И ни за что… – за все богатства, царства, злата мира…

IN TE LA VITA MIA.

 

СТАРАЯ ОФЕЛИЯ

 

Анне Барковой

 

Седые пряди по лицу. Седые пряди.

Все ближе, девочка, к венцу – ты при параде.

Ты из комодной дерни тьмы, из тьмы пропащей –

Навесь на шею жемчуга, на черепашью.

Ты помнишь, деревянный Бог, метель Печоры?!..

Мотают медных пуль клубок герои, воры.

Идут ко рву – спина к спине.

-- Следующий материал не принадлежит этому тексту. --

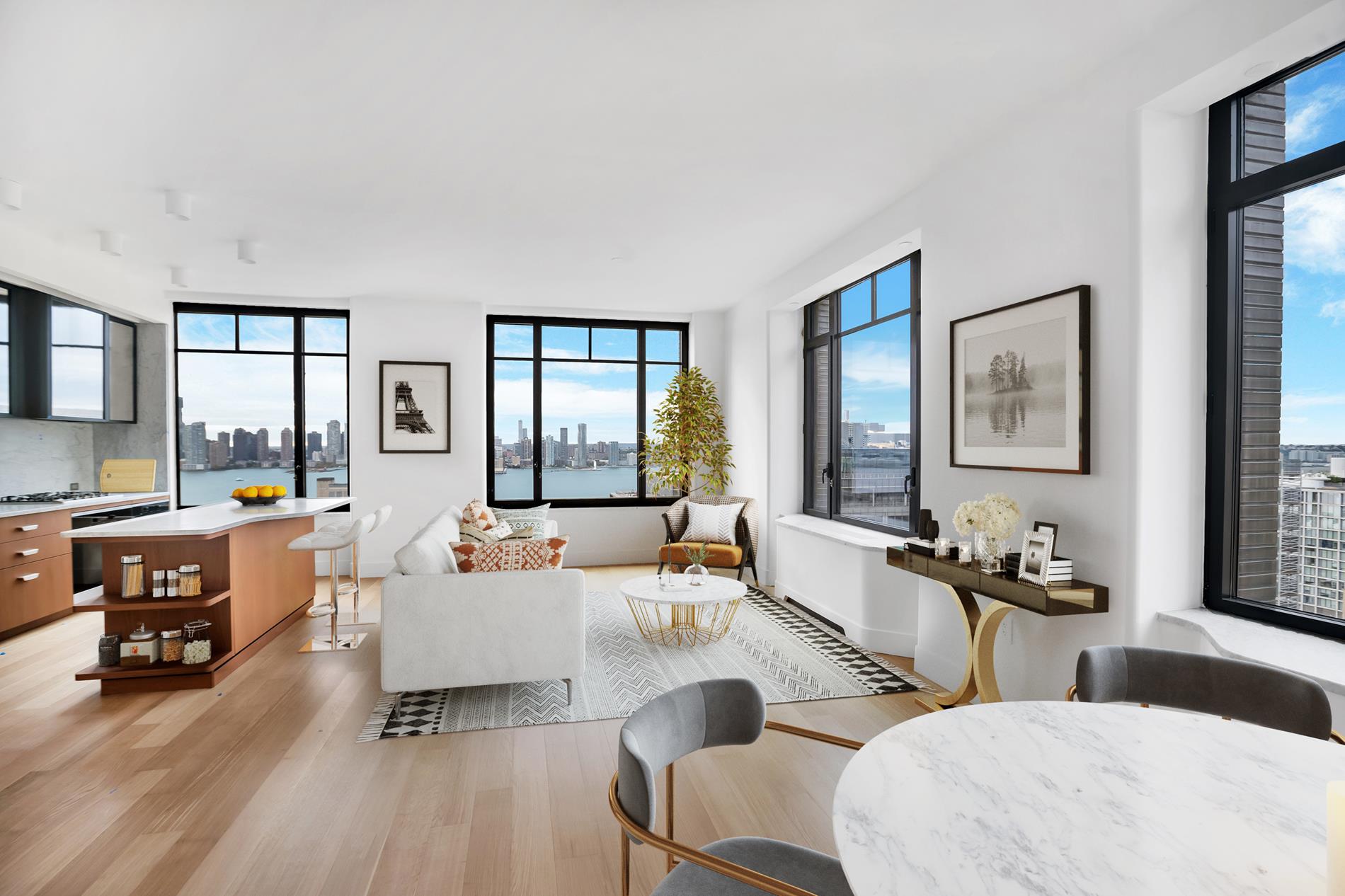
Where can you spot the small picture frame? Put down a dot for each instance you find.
(1052, 528)
(413, 407)
(1037, 548)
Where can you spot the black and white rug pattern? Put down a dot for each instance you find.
(790, 655)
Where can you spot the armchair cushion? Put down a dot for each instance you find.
(719, 555)
(714, 524)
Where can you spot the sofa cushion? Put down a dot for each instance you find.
(478, 515)
(514, 553)
(526, 522)
(714, 524)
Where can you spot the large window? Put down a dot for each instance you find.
(569, 403)
(1276, 490)
(861, 439)
(261, 401)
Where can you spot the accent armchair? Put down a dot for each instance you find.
(738, 556)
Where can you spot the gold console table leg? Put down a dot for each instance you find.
(980, 674)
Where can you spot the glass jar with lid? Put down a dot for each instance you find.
(188, 580)
(132, 576)
(171, 643)
(197, 648)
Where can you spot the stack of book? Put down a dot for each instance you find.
(1059, 572)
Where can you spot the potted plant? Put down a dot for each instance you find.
(687, 449)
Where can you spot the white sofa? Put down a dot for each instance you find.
(444, 628)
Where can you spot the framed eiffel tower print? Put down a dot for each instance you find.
(413, 408)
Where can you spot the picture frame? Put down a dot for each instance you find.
(1053, 529)
(415, 408)
(1020, 385)
(1037, 551)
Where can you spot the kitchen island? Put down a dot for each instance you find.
(252, 588)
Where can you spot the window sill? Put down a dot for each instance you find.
(840, 532)
(1321, 660)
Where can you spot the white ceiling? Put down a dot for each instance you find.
(506, 152)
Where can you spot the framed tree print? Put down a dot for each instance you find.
(1020, 385)
(413, 408)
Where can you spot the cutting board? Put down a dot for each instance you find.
(127, 475)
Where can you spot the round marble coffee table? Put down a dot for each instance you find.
(685, 614)
(1084, 798)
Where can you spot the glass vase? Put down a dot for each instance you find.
(990, 552)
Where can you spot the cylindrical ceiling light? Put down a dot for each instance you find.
(178, 205)
(112, 243)
(11, 194)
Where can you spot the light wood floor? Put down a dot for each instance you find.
(257, 786)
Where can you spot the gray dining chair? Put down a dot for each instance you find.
(1216, 685)
(692, 718)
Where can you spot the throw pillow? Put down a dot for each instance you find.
(498, 532)
(714, 524)
(478, 515)
(502, 556)
(526, 522)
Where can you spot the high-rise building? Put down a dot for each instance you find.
(334, 451)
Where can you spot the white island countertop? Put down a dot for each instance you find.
(207, 519)
(23, 507)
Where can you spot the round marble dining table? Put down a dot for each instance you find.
(1084, 800)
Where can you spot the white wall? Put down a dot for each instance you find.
(1058, 195)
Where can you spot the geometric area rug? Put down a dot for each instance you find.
(790, 655)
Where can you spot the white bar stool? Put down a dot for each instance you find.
(351, 587)
(333, 539)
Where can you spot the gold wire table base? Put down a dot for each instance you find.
(684, 624)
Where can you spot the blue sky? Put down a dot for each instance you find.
(1313, 408)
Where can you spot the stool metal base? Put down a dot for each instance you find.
(345, 641)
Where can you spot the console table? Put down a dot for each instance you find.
(1007, 595)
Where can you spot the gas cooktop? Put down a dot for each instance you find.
(49, 497)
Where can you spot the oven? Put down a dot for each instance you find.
(88, 556)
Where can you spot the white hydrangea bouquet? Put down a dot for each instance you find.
(995, 519)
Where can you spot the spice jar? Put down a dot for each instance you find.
(109, 650)
(171, 645)
(197, 650)
(140, 648)
(132, 576)
(188, 580)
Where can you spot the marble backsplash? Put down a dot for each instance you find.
(42, 455)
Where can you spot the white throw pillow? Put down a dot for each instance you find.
(716, 524)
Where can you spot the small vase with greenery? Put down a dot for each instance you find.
(696, 573)
(687, 449)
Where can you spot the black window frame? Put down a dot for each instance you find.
(832, 340)
(1231, 193)
(642, 498)
(299, 352)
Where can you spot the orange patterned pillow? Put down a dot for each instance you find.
(514, 553)
(478, 515)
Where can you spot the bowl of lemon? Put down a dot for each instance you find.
(258, 495)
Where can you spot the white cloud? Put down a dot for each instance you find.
(1315, 228)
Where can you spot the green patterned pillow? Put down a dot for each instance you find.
(525, 522)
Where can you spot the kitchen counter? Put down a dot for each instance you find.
(23, 509)
(207, 519)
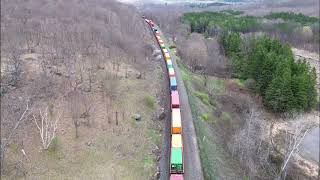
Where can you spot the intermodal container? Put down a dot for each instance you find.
(176, 140)
(173, 83)
(164, 50)
(176, 177)
(176, 161)
(167, 56)
(162, 45)
(171, 72)
(176, 127)
(175, 103)
(169, 64)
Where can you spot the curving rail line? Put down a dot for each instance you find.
(176, 148)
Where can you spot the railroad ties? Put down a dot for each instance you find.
(176, 149)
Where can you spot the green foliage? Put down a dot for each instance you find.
(54, 145)
(285, 85)
(149, 101)
(172, 46)
(291, 16)
(203, 97)
(205, 116)
(211, 22)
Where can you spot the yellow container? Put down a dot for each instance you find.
(176, 127)
(176, 141)
(167, 56)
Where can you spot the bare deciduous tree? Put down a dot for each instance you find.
(47, 124)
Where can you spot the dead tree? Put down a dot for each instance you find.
(5, 141)
(47, 125)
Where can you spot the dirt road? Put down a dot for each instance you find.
(192, 161)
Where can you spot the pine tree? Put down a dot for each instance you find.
(279, 96)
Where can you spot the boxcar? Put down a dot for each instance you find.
(176, 177)
(169, 64)
(176, 127)
(171, 72)
(162, 45)
(176, 160)
(164, 50)
(167, 56)
(175, 103)
(173, 83)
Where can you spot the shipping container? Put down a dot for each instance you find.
(171, 72)
(162, 45)
(176, 140)
(169, 64)
(176, 161)
(176, 127)
(167, 56)
(173, 83)
(164, 51)
(176, 177)
(175, 103)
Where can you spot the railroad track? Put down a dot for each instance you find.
(183, 139)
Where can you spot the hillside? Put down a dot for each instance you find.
(80, 74)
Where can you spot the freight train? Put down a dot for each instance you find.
(176, 149)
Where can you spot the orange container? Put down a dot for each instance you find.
(176, 141)
(176, 127)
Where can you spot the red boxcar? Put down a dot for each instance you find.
(176, 177)
(175, 103)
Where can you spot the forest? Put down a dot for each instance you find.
(266, 63)
(285, 85)
(296, 29)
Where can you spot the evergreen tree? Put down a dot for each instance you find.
(279, 96)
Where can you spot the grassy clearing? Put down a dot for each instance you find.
(149, 101)
(203, 96)
(216, 161)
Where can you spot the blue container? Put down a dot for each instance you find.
(173, 83)
(169, 64)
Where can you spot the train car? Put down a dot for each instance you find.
(164, 50)
(176, 160)
(162, 45)
(171, 72)
(176, 177)
(176, 127)
(167, 56)
(169, 64)
(175, 102)
(173, 83)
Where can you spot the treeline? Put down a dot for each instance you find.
(210, 23)
(290, 16)
(285, 85)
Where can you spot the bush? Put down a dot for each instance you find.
(205, 116)
(149, 101)
(54, 145)
(172, 46)
(250, 84)
(204, 97)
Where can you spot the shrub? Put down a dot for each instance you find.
(205, 116)
(149, 101)
(203, 97)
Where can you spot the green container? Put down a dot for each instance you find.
(176, 162)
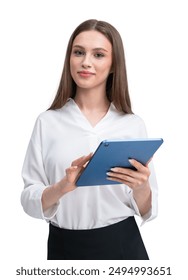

И, иже с ними,

Над ними в тучах, как в огне, в полярной сини,

Ты – ты раздатчица одна; одна в бараке

Молельщица за всех; жена верней собаки;

Одна – грязна, как сотни шлюх; одна – подковой

Замерзлой согнута, крестом Голгофы голой!

Ты залпы слышала. Твой мозг не помрачился.

Крепка, железна, гордый гвоздь. В тебя влюбился… –

Да кто?!.. – никто. Сухою лапой пыль буфета

Сметешь. Одна. Зимой. В пальто. Рыдай – ПРО ЭТО.

Накапывай в седой хрусталь посмертной стопки

Полярной ночи Жерминаль, полярной топки

То крематорное вытье, тот вой волконский –

Трех отроков в пещи житье – в той, Вавилонской…

И пей! И рюмку опрокинь над совьей глоткой!

Гляди, какая стынет синь по околотку –

Кровавый Марс в седом окне… хвощи мороза…

Ну, помяни. Ну, увеличь ночную дозу…

За всех, кого любила ты в гробах мерзлотных!

Буфет играет витражом, ножом голодным.

Дыряв халат. Принять бы яд. Уйти, не мучась.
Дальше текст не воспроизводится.